Шопенгауэр постоянно умаляет значение своих современников и современной эпохи не потому, что в ней нет ярких личностей, а потому, что их голоса заглушаются суетой обыденных дней, порождаемой растущим увлечением обыденным письмом и чтением. Для массы, которая получила большие возможности для самовыражения, имеет значение только то, что может служить самосохранению и удовлетворению жизнеутверждающих иллюзий. Эта мысль Шопенгауэра стала диагнозом, развитым Ортегой-и-Гассетом в XX веке, когда тот, исследуя «восстание масс», говорил о проблемах массовой культуры.

Средний человек — «фабричный товар» — охвачен страхом. Он хочет пребывать в тихой мировоззренческой гавани, льстящей ему и покоящей его. Поэтому в различные формы выливается его вера в Бога, который заботится о таких людях и сулит им лучшую долю.

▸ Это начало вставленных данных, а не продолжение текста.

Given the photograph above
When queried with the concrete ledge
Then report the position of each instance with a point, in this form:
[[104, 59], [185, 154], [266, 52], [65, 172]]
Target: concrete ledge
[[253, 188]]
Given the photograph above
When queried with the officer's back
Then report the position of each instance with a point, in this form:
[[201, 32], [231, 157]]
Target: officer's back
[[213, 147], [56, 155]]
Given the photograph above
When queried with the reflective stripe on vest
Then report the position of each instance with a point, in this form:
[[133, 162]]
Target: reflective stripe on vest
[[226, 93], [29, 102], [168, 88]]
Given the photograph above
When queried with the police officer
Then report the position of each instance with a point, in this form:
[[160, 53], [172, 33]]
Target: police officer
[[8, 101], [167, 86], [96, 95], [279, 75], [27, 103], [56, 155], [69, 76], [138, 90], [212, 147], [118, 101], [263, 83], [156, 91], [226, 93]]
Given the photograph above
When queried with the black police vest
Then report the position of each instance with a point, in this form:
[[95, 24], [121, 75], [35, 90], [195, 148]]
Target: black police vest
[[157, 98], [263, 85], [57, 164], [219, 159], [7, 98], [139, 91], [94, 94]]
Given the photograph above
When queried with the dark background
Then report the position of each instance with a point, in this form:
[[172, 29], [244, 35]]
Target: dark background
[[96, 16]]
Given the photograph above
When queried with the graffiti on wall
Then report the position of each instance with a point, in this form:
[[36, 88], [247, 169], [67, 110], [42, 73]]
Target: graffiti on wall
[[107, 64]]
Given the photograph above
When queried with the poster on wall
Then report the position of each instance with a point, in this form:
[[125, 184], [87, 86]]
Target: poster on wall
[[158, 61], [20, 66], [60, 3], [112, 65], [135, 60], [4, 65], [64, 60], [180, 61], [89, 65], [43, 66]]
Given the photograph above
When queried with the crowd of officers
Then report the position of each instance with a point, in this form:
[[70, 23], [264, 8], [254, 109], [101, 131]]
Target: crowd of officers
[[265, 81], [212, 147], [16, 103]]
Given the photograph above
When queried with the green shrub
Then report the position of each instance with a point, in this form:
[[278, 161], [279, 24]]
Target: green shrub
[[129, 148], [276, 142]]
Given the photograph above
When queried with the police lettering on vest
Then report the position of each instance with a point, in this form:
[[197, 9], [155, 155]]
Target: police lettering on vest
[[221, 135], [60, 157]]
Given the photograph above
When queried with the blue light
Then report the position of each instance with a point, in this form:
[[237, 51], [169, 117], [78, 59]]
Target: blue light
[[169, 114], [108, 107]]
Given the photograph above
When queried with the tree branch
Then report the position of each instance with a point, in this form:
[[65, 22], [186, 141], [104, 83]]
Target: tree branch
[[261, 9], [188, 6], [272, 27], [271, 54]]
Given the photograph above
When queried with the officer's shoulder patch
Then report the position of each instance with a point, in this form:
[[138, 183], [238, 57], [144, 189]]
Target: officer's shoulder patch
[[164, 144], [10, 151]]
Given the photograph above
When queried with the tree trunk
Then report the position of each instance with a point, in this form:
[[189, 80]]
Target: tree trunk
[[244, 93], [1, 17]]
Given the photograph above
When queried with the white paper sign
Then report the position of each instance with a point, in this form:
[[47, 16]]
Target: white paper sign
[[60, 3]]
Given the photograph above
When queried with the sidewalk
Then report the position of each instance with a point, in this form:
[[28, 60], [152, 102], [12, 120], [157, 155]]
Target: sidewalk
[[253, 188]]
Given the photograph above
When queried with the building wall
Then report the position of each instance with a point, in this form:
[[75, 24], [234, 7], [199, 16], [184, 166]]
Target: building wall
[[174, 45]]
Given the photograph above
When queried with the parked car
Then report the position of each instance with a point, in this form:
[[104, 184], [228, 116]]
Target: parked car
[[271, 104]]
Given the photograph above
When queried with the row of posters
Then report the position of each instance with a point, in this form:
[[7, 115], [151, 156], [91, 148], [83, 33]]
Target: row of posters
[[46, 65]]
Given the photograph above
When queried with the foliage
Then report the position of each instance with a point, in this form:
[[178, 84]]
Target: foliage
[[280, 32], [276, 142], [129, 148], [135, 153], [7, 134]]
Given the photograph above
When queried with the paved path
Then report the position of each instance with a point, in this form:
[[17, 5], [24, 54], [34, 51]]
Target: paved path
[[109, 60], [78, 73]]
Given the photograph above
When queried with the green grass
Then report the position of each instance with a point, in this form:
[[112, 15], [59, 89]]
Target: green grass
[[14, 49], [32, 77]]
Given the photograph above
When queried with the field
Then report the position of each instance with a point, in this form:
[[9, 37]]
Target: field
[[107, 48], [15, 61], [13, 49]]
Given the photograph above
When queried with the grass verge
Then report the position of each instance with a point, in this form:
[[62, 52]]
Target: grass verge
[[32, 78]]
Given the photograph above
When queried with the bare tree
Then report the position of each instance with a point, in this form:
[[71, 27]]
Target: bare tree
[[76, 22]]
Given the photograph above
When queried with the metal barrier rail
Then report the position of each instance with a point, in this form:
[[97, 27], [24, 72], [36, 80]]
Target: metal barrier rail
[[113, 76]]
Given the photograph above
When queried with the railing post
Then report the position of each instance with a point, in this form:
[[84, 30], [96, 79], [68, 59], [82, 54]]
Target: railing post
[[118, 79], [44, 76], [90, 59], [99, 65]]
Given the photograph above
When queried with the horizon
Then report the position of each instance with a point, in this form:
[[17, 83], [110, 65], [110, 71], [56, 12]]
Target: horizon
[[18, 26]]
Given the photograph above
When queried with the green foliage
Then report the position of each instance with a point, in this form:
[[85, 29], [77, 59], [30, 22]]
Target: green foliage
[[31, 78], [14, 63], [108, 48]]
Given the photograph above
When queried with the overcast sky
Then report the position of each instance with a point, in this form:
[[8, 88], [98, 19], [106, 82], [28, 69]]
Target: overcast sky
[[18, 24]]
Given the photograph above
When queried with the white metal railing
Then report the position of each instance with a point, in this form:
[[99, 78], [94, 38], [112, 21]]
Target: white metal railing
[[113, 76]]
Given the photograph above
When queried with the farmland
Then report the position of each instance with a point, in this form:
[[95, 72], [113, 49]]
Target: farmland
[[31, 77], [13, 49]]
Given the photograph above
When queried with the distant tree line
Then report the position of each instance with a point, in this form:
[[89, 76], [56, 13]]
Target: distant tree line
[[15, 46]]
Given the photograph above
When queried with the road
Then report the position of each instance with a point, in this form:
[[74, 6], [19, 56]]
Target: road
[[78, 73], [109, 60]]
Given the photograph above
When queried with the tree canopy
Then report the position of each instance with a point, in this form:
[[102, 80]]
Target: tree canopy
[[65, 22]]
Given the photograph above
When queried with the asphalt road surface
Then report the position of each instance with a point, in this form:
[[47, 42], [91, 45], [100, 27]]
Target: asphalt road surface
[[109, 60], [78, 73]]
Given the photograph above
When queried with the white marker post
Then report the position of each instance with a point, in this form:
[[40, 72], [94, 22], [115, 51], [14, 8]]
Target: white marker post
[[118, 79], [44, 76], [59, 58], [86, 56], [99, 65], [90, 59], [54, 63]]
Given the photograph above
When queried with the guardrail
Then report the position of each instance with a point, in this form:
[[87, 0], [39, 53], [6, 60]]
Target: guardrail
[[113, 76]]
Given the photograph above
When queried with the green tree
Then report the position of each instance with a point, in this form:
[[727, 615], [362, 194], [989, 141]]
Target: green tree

Неважно, как этот бог называется: «историей», «абсолютным духом», «природой», «наукой» и пр. Все эти древние или переодетые в современные одежды посулы не обеспечивают защиты; на самом деле они постоянно воспроизводят лишенную смысла человеческую бездомность. При этом люди стремятся найти опору в так называемом общественном мнении, которое оказывается всего лишь блуждающим огнем, а вовсе не путеводной звездой. Истинный же философ не имеет защиты, зато он воистину свободен.

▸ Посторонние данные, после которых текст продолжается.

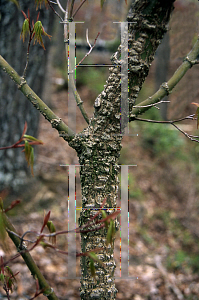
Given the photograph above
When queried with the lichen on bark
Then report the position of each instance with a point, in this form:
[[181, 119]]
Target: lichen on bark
[[99, 145]]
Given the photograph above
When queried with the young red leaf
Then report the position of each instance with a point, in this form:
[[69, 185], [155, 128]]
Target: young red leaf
[[46, 219]]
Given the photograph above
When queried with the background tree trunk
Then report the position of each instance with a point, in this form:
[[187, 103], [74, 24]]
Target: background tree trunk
[[14, 108]]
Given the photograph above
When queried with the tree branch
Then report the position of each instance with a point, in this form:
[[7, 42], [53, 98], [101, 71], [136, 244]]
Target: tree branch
[[193, 138], [167, 87], [55, 121]]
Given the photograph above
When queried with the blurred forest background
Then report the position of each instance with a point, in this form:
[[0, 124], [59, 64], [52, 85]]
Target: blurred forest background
[[163, 188]]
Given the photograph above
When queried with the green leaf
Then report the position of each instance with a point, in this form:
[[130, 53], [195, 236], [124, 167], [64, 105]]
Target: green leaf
[[31, 138], [92, 267]]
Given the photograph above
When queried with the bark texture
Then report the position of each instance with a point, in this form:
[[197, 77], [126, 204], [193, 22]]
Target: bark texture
[[98, 146], [14, 108]]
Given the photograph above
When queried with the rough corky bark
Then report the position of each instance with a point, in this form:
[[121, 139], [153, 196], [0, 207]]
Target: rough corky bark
[[98, 146]]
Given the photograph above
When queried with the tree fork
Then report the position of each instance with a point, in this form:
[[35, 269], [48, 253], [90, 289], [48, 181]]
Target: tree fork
[[99, 145]]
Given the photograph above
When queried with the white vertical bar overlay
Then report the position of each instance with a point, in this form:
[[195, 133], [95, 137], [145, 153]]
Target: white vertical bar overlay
[[71, 224], [124, 222], [71, 78], [124, 76]]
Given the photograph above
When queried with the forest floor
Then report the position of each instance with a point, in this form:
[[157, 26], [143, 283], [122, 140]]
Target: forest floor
[[163, 214]]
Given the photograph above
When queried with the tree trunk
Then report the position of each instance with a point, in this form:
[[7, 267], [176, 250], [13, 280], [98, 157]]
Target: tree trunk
[[14, 108], [161, 72], [98, 146]]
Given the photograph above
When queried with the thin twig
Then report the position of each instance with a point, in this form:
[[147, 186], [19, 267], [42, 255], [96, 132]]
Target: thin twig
[[172, 122], [78, 8], [71, 9], [91, 48], [49, 2], [61, 8]]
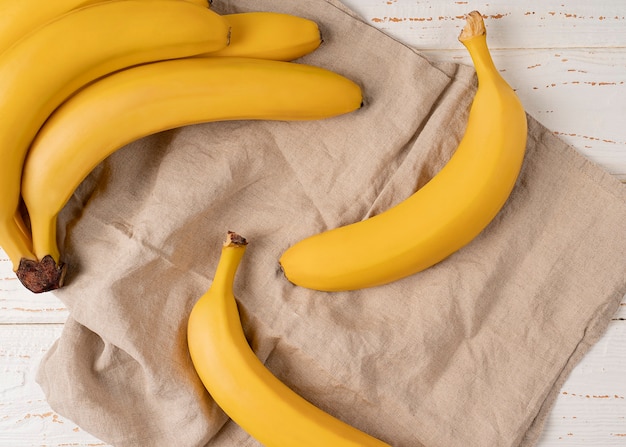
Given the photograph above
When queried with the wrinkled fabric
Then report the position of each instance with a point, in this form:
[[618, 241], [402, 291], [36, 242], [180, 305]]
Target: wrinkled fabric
[[470, 352]]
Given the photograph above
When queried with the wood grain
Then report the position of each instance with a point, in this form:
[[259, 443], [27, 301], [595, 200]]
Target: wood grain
[[567, 61]]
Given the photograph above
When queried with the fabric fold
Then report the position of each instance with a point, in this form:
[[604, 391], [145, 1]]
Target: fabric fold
[[470, 352]]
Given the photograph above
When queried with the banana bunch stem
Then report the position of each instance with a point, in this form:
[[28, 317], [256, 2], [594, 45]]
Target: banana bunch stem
[[187, 65]]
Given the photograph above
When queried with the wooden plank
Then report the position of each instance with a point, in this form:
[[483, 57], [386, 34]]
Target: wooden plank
[[26, 419], [528, 24], [590, 409], [579, 94], [18, 305]]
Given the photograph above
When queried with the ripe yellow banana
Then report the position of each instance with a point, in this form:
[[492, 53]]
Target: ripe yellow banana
[[441, 217], [139, 101], [18, 18], [270, 35], [241, 385], [44, 68]]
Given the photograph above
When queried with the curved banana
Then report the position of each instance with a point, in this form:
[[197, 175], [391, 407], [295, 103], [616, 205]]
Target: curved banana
[[270, 35], [241, 385], [18, 18], [139, 101], [43, 69], [441, 217]]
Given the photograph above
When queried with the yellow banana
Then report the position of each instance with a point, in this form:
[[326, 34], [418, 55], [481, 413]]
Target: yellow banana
[[241, 385], [18, 18], [139, 101], [270, 35], [44, 68], [442, 216]]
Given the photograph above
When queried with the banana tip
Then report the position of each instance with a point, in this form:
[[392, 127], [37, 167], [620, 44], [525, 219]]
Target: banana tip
[[474, 26], [234, 240], [41, 276]]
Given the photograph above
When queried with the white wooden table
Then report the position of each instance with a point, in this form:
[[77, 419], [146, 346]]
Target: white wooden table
[[567, 61]]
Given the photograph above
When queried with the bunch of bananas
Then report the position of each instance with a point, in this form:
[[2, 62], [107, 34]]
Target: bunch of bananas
[[79, 79]]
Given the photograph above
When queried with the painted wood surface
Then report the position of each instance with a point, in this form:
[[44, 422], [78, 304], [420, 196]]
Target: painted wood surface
[[567, 61]]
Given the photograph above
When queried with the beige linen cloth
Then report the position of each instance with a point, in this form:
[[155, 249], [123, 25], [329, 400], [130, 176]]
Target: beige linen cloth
[[471, 352]]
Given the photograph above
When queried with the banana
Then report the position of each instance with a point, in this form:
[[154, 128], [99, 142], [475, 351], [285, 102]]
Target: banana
[[241, 385], [18, 18], [44, 68], [442, 216], [270, 35], [139, 101]]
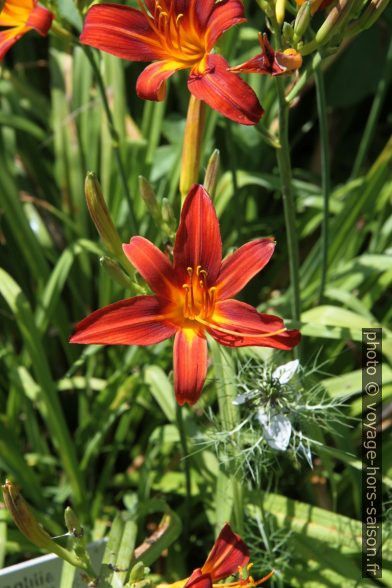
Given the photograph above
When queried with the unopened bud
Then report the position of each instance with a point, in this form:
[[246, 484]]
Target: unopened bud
[[280, 10], [287, 33], [115, 272], [168, 218], [212, 171], [372, 13], [100, 215], [72, 523], [138, 572], [267, 7], [148, 194], [302, 21], [24, 518]]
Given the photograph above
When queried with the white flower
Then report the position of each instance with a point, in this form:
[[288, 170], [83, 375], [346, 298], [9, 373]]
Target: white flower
[[285, 372], [276, 430]]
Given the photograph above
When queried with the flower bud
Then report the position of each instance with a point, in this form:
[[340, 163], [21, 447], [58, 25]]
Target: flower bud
[[302, 21], [280, 10], [149, 197], [168, 219], [212, 171], [100, 215], [24, 518]]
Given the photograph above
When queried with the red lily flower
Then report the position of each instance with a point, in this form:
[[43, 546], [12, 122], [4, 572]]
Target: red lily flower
[[176, 34], [228, 557], [271, 62], [316, 4], [193, 297], [20, 16]]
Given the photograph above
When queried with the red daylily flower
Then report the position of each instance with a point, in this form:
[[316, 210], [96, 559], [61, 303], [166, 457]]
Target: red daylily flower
[[228, 557], [271, 62], [192, 298], [20, 16], [316, 4], [175, 35]]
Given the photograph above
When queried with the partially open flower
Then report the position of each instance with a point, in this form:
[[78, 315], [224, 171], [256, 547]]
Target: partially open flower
[[193, 297], [176, 35], [228, 557], [271, 62], [20, 16]]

В записях того времени Шопенгауэр то и дело возвращается к современной философии, отвергая ее за то, что она, как он полагал, пренебрегая человеком, не поставила знание на службу его жизни. Проблема человека страдающего составляет внутренний нерв философии Шопенгауэра, которым он весьма дорожит. Стремление проникнуть, как можно глубже, во внутреннее содержание жизни человеческой поддерживало его гордое молчание: я не хочу говорить с теми, кто меня игнорирует; моя философия над- и внерыночна, я не вынесу ее на продажу. Он обращается к замалчиваемым культам греческих мистерий, в которых истина оказывается постижимой лишь для немногих; более того, она доступна только тем из этих немногих, кому она более открывается и кто более способен ухватить ее.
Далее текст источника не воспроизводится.